A mí también me gustaría saberlo. 

Una ola de nauseas me recorrió por completo. 

—Quiero ir a casa. —Escuché un ruido frágil cerca de mis pies. Demasiado tarde, me di cuenta de que había soltado el palo. La brisa se sentía fría en la palma de mi mano vacía. Yo no tenía que estar aquí. Toda la noche había sido un gran error. 

No, no toda la noche. ¿Qué sabía yo de él? No lo recordaba por completo. Mi único punto de partida era una tajada de tiempo, cuando me había despertado en una tumba, fría, perdida. 

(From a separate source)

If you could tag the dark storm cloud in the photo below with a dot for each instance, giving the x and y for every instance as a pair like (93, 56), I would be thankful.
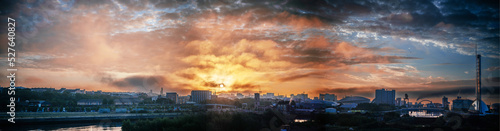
(294, 77)
(141, 81)
(210, 84)
(247, 86)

Dibujé una imagen mental de la casa, segura y cálida y real, y sentí que una lágrima bajaba por un lado de mi nariz. 

—Puedo llevarte a casa. —Asintió con simpatía—. Sólo necesito llevarte primero al hospital. 

Apreté los ojos, cerrados, odiándome por reducirme a las lágrimas. No podía pensar en una manera mejor o más rápida de mostrarle lo asustada que en realidad estaba. 

Él suspiró, el más suave de los sonidos, como si deseara que hubiera una forma de evitar las noticias que estaba a punto de dar. 

—Has estado desaparecida durante once semanas, Nora. ¿Escuchas lo que estoy diciendo? Nadie sabe dónde has estado los últimos tres meses. Necesitas que te revisen. Necesitamos asegurarnos de que estás bien. 

Lo miré sin verlo realmente. Las campanillas sonaron en mis oídos pero muy lejos de meta. En lo profundo de mi estómago sentí una sacudida, traté de ordenar la materia lejos náuseas. Lloré enfrente de él, pero no iba a enfermarme. 

—Creemos que fuiste secuestrada —dijo, su rostro ilegible. Había cerrado la distancia entre nosotros y ahora estaba demasiado cerca. Diciendo cosas que no podía comprender—. Secuestrada. 

Parpadeé. Me quedé allí y parpadeé. 

Una sensación atrapó mi corazón, tirando y girando. Mi cuerpo se aflojó, se tambaleó en el aire. Vi la indefinida forma dorada de los faroles encima de nosotros, escuché el chapoteo del río bajo el puente, olía lo exhausto de su auto de huida. Pero todo estaba en el fondo. A último momento de mareo. Con sólo esa breve advertencia, me sentí balanceando, balanceando. Cayendo hacia la nada. 

Estaba inconsciente antes de que tocara el suelo.